I kneel near the roots and set my bag down. The cursed energy here is thin—weak, old, and dormant. Just waiting.

"Alright," I whisper. "I'm here."

I take out the small blade and draw it across my palm. 

Blood wells up immediately.

I let it drip onto the ground and use my fingers to trace a circle around the tree's base—slow, deliberate. The earth drinks it easily, like it remembers this.

I smear the remaining blood across my cheeks, one line on each side. It's warm. 

My voice stays steady as I speak.

"Sanguine meo, ianuam antiquam voco."(By my blood, I call the ancient gate.)

"Non veniam ut rogem—venio ut meminer."(I do not come to beg—I come to remember.)

"Per ossa matrum, per nomen non dictum,"(By the bones of mothers, by the unspoken name,)

"aperite quod clausum est."(open what has been sealed.)

"Si digna non sum, consume me."(If I am unworthy, consume me.)

"Si digna sum—inclinate."(If I am worthy—bow.)

The air shifts.

The clouds above tighten, folding inward.
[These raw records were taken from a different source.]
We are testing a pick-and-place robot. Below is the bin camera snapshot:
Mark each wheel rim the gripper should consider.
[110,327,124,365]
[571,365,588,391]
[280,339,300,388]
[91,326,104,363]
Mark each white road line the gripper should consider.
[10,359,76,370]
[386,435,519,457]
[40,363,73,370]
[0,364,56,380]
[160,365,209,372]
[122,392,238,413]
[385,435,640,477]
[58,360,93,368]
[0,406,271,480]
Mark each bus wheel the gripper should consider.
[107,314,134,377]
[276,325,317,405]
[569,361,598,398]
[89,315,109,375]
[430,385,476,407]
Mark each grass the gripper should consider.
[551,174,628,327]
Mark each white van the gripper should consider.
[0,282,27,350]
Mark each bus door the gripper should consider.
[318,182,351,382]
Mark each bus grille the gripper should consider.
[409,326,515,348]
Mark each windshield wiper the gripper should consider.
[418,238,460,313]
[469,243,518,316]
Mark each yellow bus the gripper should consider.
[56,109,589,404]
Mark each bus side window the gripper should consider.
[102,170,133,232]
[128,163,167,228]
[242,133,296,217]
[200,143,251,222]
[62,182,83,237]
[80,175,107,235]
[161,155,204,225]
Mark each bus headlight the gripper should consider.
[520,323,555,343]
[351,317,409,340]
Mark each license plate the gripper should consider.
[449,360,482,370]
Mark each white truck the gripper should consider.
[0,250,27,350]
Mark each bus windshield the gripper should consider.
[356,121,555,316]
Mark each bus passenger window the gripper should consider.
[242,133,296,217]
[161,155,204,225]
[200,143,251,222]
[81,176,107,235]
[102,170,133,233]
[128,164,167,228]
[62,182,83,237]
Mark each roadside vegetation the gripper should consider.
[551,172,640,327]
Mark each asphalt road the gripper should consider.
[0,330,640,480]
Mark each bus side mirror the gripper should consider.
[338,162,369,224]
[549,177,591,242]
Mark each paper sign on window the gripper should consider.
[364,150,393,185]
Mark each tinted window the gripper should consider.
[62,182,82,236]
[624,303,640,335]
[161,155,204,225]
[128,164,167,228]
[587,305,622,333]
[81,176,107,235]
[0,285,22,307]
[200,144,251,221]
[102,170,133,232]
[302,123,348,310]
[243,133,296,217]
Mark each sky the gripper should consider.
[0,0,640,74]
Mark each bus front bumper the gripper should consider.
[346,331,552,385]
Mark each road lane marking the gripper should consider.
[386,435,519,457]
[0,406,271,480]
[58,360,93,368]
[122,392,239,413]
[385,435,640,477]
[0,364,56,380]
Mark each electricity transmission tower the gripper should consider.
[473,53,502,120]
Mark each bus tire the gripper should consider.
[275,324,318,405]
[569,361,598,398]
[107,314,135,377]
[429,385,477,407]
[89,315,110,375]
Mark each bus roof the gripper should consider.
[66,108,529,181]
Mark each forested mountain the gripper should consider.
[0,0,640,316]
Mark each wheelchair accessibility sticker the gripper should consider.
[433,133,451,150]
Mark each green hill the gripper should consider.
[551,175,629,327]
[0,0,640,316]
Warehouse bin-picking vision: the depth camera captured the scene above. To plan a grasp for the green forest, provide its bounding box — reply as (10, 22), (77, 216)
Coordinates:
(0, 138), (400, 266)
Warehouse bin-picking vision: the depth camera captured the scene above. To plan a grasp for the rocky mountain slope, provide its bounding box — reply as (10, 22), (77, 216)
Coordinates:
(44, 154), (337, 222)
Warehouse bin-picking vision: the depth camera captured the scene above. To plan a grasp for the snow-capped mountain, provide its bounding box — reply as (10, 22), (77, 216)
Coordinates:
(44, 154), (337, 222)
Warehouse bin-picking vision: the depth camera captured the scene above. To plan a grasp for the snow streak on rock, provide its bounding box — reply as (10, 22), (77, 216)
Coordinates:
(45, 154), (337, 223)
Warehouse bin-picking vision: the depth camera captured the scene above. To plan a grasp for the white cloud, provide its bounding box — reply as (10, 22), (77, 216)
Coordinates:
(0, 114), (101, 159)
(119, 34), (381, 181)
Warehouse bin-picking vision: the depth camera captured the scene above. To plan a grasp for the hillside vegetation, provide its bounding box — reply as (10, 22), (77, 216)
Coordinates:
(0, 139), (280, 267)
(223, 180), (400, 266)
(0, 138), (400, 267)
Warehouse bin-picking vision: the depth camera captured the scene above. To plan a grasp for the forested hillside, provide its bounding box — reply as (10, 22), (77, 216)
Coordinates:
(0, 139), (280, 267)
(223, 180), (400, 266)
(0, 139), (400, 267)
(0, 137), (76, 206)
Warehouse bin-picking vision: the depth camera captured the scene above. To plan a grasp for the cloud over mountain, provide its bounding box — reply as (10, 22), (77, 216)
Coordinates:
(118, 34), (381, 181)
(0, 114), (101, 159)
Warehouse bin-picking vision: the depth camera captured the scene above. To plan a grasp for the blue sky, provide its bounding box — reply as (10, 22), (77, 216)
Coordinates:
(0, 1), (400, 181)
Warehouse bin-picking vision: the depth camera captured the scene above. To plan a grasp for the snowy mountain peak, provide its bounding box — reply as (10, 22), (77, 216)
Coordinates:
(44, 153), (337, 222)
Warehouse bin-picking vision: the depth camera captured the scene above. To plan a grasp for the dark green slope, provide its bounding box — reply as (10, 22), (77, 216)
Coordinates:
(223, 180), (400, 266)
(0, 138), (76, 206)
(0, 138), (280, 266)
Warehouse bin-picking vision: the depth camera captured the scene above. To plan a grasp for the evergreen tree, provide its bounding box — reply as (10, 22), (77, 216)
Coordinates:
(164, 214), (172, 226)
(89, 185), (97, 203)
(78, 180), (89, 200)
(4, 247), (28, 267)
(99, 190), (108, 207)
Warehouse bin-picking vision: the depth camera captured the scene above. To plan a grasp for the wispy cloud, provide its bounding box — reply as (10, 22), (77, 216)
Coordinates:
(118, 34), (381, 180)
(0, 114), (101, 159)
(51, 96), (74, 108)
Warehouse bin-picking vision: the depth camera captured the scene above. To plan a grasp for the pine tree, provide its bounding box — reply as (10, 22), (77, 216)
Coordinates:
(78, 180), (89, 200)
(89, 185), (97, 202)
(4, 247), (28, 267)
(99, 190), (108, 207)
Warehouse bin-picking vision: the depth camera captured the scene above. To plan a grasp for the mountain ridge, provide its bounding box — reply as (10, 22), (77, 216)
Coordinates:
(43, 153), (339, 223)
Wind presses through the branches, low and deep, like a breath being drawn.

The tree creaks.

Not breaking.

Opening.

The bark along the centre splits like a door remembering its purpose. Old seals flare once, weak and fading, then dissolve.

I rise to my feet.

The passage stands open.

"Its exciting," I mutter.

And I step forward.

The ground drops suddenly.

Like the earth gives up on holding me.

I slide down rough stone, my boots scraping, palms burning as I catch myself against jagged rock. When I finally stop, the air is colder here. Thicker. Heavy enough to sit on my shoulders.

I look up.

The opening above is already shrinking, light breaking apart like a dying star. One last streak of white disappears into the dark.

And then—

Only stone.

All around me, it's rock. Walls uneven, sharp, ancient. The kind of place that feels wrong not because of curses—but because it was never meant for people.

For a moment, I think of hell.

Not the fire-and-screams kind.The quiet kind.

The kind you walk into on your own.

I exhale slowly. "Great," I mutter. "This is how it starts."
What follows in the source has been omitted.